Per la prima volta l'online ha superato l'offline, anche a valore: 14,4 miliardi di euro, pari al 54% del totale, con una crescita di 1,4 miliardi sull’anno scorso.
La domanda chiave riguarda, però, le categorie merceologiche.
Cosa si compra e cosa si vende
Guardando ai valori svettano - consideriamo l’alto prezzo unitario – i veicoli, con 10,8 miliardi di euro, ma una tendenza stabile rispetto al 2023. Seguono, sempre in valore, i prodotti per la casa e la persona, con 7,3 miliardi di euro e una costante crescita.
L’elettronica usata muove altri 5,2 miliardi, in salita del 6%, mentre chiudono la classifica sport e hobby, con 3,1 miliardi.
Se ci si concentra sul numero di atti di acquisto (online), si trovano, in cima, la casa e persona (76%, +4 punti percentuali rispetto al 2023), sport e hobby (57%, +2%), elettronica (43%) e veicoli (23%).
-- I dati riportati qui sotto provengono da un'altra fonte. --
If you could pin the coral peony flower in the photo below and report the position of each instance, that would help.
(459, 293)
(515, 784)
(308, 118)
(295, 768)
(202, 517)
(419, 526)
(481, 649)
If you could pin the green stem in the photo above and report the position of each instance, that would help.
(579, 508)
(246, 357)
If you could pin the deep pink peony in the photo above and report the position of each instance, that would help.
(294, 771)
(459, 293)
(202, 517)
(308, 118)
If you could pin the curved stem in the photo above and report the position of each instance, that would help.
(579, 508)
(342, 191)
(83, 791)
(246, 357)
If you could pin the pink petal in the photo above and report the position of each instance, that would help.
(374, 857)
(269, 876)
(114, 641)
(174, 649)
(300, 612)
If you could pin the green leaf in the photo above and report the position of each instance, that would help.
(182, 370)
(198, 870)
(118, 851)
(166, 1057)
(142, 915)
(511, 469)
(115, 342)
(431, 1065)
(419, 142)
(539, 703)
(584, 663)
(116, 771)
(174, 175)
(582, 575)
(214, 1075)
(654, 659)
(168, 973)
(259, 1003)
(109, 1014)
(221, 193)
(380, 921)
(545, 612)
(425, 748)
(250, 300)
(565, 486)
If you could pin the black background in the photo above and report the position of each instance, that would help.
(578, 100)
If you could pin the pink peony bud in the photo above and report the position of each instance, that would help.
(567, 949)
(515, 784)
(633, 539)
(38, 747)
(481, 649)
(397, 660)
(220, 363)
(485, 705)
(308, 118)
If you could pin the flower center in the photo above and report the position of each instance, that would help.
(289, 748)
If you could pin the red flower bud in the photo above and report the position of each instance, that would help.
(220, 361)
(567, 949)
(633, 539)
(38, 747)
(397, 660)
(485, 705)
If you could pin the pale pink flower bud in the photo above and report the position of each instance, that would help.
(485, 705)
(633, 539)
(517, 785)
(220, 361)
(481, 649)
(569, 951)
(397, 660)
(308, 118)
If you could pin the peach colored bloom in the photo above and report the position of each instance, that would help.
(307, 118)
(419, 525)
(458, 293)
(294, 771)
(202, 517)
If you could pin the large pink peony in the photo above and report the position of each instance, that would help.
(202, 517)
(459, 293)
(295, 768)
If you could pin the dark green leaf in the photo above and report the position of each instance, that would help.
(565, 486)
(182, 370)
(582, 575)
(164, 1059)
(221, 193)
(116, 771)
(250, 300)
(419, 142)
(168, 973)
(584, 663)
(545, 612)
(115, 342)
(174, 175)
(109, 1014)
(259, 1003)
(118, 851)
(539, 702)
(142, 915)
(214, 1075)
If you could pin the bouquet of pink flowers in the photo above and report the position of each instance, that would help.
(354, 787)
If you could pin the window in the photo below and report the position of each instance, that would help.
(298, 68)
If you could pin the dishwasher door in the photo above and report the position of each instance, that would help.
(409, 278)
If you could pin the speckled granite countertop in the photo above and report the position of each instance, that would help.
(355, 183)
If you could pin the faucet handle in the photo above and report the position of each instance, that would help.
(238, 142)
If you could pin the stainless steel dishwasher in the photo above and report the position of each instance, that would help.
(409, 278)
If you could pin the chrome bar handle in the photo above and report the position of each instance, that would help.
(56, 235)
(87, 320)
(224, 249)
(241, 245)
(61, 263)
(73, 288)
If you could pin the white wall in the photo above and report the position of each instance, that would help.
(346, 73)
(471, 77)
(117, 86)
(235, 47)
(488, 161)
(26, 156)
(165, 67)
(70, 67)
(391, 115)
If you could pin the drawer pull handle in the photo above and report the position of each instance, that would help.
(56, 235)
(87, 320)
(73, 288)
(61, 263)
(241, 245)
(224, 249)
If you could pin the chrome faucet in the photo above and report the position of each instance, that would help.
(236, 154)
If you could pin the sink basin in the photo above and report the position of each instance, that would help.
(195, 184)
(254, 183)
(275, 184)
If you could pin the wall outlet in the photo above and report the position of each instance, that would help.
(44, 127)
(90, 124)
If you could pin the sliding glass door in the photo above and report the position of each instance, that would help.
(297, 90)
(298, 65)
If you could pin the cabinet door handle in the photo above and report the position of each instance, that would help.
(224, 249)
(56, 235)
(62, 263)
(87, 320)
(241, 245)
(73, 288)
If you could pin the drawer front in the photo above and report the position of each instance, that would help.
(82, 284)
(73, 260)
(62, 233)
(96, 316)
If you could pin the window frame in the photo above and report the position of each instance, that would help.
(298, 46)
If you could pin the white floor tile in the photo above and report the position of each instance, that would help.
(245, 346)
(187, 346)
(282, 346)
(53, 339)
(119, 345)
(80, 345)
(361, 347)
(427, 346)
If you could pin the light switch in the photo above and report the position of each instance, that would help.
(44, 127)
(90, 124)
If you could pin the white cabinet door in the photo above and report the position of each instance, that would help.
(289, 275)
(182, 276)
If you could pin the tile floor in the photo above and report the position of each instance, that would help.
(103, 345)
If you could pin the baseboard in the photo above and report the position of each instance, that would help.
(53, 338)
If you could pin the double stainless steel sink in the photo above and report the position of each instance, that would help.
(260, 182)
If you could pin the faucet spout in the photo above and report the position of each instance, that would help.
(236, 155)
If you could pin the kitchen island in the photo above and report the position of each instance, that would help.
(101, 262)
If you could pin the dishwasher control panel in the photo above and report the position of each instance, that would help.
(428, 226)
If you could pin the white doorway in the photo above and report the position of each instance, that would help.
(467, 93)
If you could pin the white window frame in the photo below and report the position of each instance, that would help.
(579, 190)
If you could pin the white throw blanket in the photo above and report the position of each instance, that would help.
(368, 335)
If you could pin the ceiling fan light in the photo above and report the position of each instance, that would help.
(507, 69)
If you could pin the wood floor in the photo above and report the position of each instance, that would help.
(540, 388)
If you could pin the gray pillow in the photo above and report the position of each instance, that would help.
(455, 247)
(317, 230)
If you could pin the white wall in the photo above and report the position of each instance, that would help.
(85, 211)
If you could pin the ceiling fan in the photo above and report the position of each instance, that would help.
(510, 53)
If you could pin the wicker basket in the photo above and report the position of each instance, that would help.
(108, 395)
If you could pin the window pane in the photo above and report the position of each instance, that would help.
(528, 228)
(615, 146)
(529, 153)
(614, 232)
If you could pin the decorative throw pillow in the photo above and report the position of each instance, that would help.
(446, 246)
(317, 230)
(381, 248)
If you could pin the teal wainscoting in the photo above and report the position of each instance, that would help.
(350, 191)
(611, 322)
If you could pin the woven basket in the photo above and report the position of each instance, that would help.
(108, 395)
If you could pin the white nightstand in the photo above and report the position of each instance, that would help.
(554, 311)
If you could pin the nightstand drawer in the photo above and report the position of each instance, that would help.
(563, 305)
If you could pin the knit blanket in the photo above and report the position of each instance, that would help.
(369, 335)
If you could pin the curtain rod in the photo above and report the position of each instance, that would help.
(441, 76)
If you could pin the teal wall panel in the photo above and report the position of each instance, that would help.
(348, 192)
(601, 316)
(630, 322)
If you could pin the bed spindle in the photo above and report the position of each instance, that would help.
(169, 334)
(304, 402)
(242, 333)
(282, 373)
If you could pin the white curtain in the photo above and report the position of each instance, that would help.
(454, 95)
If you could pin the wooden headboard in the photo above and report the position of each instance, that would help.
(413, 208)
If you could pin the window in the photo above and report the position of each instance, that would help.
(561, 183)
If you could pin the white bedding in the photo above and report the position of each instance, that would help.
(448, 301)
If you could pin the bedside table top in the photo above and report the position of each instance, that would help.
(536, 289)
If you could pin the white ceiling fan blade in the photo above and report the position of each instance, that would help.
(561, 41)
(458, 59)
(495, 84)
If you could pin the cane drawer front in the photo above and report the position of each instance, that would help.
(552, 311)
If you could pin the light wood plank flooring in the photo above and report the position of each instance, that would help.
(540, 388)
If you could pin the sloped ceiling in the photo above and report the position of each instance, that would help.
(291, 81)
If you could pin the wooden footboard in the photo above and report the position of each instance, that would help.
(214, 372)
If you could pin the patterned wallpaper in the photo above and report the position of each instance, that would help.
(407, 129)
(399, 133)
Sono categorie molto ampie e dunque, per singola merceologia entrano poi, nella top 3, abbigliamento e accessori moda, che salgono dal 22% al 43% in cinque anni, libri e riviste (31%) e arredamento e casalinghi (25%).
Atti di vendita. Dal momento che il venduto corrisponde sempre alla domanda a tenere banco sono di nuovo casa e persona, al primo posto con il 79%, seguite da sport e hobby (41%), elettronica (32%) e veicoli (14%).
Al vertice per prodotto, tornano abbigliamento e accessori al primo posto (49% dal 28% di cinque anni), arredamento e casalinghi (25%) e libri e riviste (21%).
La ricerca fotografa anche le motivazioni di acquirenti e venditori.
Risparmio prima di tutto
Per i primi il risparmio, ormai un’antonomasia in tutti i canali e in tutte le occasioni di shopping, si ponte in testa, con il 61% delle risposte, seguito da due ragioni fra loro piuttosto simili: dare un contributo alla sostenibilità (41%) e nutrire la convinzione che il riuso degli oggetti sia sempre una buona cosa (38 per cento).
Gli scopi di chi vende dipendono dal desiderio di liberarsi del superfluo, 75%, e, di nuovo, dalla voglia di riciclare beni ancora in buono stato (42%), ma anche da un sincero desiderio di guadagnare (37 per cento).
Se poniamo attenzione ai soli aspetti morali associati all’acquisto di prodotti di seconda mano, “dare valore alle cose” e non sprecare emergono al primo posto (55%). Segue la generica “sostenibilità” (54%) che storicamente, durante gli scorsi anni, si trovava al primo.
Cresce poi anche il numero di intervistati che reputa l’usato una “scelta attuale e intelligente” (49%) e chi lo vede come un’opportunità di “guadagno/risparmio” (42%). Quest’ultimo non è solo un driver in crescita, ma diventa un valore intrinseco anche per individui che non fanno parte nella cosiddetta Generazione Z (fino a 28 anni).
Il 58% degli italiani dichiara che acquistare usato ha contribuito alla salute del bilancio familiare, con un risparmio medio percepito, rispetto al nuovo, del 42 per cento.
Sul fronte dei venditori, solo il 14% ha registrato un impatto significativo sulle proprie entrate annuali: parliamo di una media annua di 820 euro, che tuttavia, in 52 casi su cento, viene messa da parte per sostenere concretamente le finanze di casa.
Per regione vince la Lombardia (con un totale di 4,6 miliardi di euro generati), seguita da Lazio e Campania, a pari merito con 2,9 miliardi.
Al terzo posto la Puglia che è la regione che mostra la crescita più marcata fra il 2023 e 2024, passando da 2,1 a 2,8 miliardi di euro.